A debate in parliament over a controversial law on armed forces exposed predictable divisions between ethnic Macedonians who support it and Albanians who oppose it.The law, put forward by the main ruling VMRO DPMNE party, concerns the rights of members of the Macedonian armed forces who fought in the 2001 armed conflict, and their families.
The draft law has angered ethnic Albanian parties, which either want the same rights extended to former Albanian guerrilla fighters and their families in the 2001 conflict – or the bill dropped altogether.The government’s own junior coalition partner, the Democratic Union for Integration, DUI, also opposes the bill, putting the government stability in question.
At Wednesday’s session of parliament, a VMRO DPMNE legislator, Vele Gjorgievski, insisted that the law’s aim was “to make a real step forward towards [ethnic] reconciliation” and to “amend the historic injustice made towards the defenders [of the country], among whom there were also Albanians”.

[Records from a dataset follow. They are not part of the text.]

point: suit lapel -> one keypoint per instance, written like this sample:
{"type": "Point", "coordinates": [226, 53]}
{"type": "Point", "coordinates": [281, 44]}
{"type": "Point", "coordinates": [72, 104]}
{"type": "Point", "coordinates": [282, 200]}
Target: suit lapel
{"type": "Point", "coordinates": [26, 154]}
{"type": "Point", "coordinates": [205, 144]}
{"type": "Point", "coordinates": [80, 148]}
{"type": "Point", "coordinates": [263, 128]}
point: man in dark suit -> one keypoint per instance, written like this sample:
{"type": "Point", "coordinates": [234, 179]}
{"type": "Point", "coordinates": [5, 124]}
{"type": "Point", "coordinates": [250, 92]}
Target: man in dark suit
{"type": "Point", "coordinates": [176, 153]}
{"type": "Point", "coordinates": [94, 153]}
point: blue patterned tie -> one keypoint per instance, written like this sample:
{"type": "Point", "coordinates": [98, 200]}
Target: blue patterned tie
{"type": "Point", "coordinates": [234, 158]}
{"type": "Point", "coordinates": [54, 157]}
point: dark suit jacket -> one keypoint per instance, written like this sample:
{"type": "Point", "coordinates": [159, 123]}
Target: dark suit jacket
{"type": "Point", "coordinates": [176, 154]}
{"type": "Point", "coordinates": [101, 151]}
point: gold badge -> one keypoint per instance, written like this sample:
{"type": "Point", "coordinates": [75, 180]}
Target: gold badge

But this statement was ridiculed by ethnic Albanian legislators.
“I never heard an explanation so full of rubbish,” Zeljadin Sela, from the opposition Democratic Party of Albanians, DPA, said.
He added that this “anti-Albanian” draft was fast uniting all Albanian forces in the country against it.
Xhevad Ademi, from the DUI, agreed that the law had divided Macedonian legislators on ethnic lines.
“This will be a long and exhausting battle but at the end the Albanians will win it,” Ademi predicted.
Another DUI legislator, Arben Ljabenista, called both the draft and their partner party’s explanations for it “miserable” and “cowardly”.
The country’s biggest opposition party, the Social Democrats, SDSM said that in principle it supported the law.
Radmila Shekerinska of the SDSM said that the law was not intended against ethnic Albanians.
But she also said that responsibility for re-kindling ethnic tensions in the country lay with the government of Nikola Gruevski.
The DUI has previously threatened to block the work of the parliament by submitting hundreds of amendments, and possibly leave the government, if VMRO DPMNE keeps pushing for the law.